New Limits on Distributed Quantum Advantage: Dequantizing Linear Programs

TL;DR

This paper establishes that quantum algorithms do not outperform classical algorithms for linear programs in distributed computing, and demonstrates a separation between quantum and classical models for certain local problems.

Contribution

It proves the absence of quantum advantage for linear programs in the distributed LOCAL model and shows a separation between quantum-LOCAL and classical SLOCAL models for specific problems.

Findings

No quantum advantage for linear programs in distributed settings.

Classical lower bounds for linear programs hold in quantum-LOCAL.

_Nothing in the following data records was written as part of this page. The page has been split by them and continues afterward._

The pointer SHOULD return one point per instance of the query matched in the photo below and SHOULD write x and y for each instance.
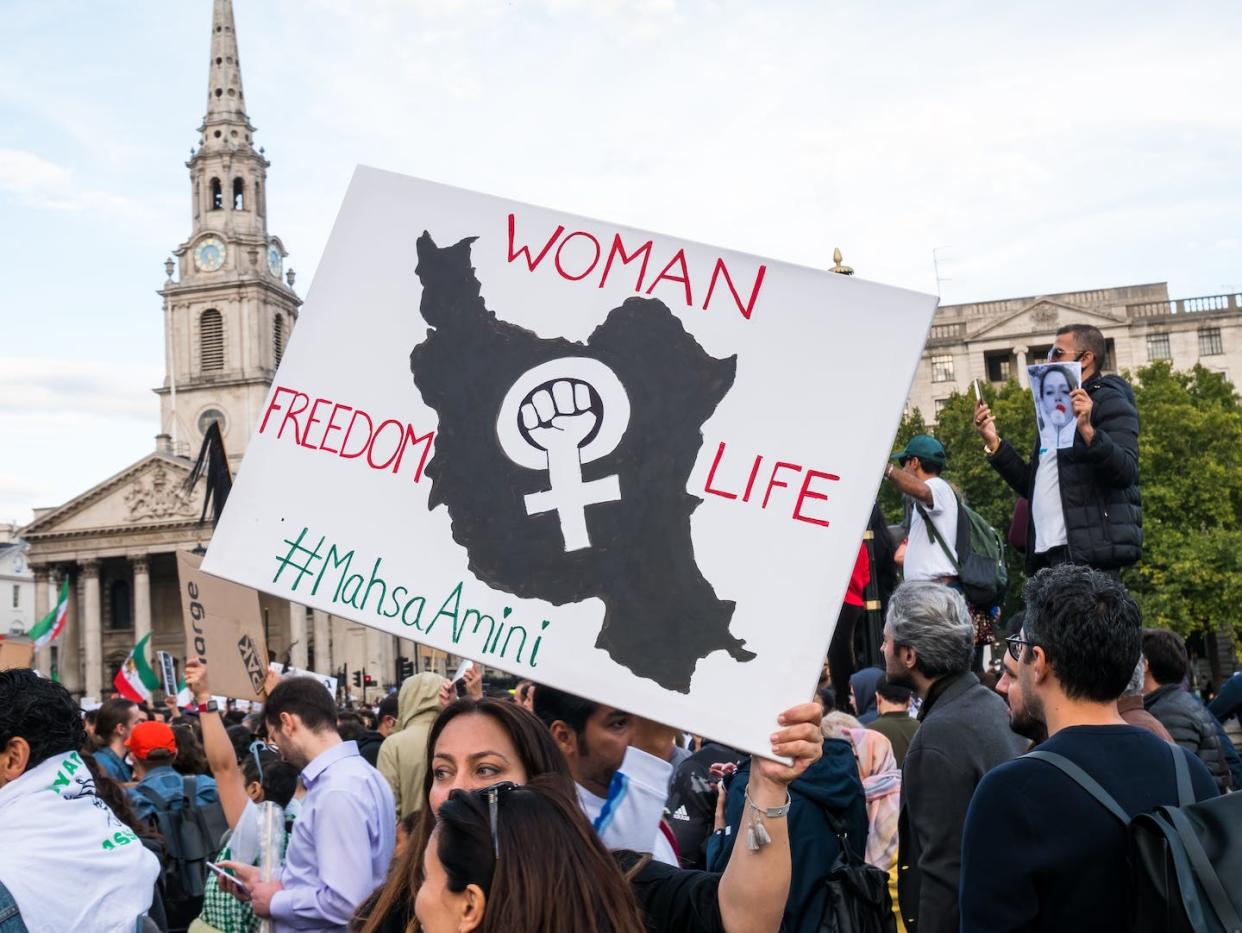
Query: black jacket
(964, 734)
(1099, 483)
(1191, 727)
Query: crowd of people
(917, 796)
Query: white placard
(326, 680)
(626, 465)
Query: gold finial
(837, 266)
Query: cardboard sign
(1051, 384)
(168, 672)
(224, 625)
(630, 466)
(328, 681)
(16, 654)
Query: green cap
(923, 446)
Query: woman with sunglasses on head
(521, 859)
(476, 743)
(260, 777)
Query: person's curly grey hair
(932, 619)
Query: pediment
(1042, 316)
(148, 493)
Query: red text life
(774, 477)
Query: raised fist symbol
(560, 415)
(557, 416)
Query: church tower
(231, 308)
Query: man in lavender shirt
(342, 842)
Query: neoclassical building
(995, 341)
(229, 309)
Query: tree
(1190, 577)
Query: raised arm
(221, 758)
(755, 882)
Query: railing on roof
(1185, 306)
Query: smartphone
(234, 878)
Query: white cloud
(37, 183)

Quantum-LOCAL is weaker than classical SLOCAL for some problems.

Abstract

In this work, we give two results that put new limits on distributed quantum advantage in the context of the LOCAL model of distributed computing. First, we show that there is no distributed quantum advantage for any linear program. Put otherwise, if there is a quantum-LOCAL algorithm $\mathcal{A}$ that finds an $\alpha$-approximation of some linear optimization problem $\Pi$ in $T$ communication rounds, we can construct a classical, deterministic LOCAL algorithm $\mathcal{A}'$ that finds an $\alpha$-approximation of $\Pi$ in $T$ rounds. As a corollary, all classical lower bounds for linear programs, including the KMW bound, hold verbatim in quantum-LOCAL. Second, using the above result, we show that there exists a locally checkable labeling problem (LCL) for which quantum-LOCAL is strictly weaker than the classical deterministic SLOCAL model. Our results extend from quantum-LOCAL also to finitely dependent and non-signaling distributions, and one of the corollaries of our work is that the non-signaling model and the SLOCAL model are incomparable in the context of LCL problems: By prior work, there exists an LCL problem for which SLOCAL is strictly weaker than the non-signaling model, and our work provides a separation in the opposite direction.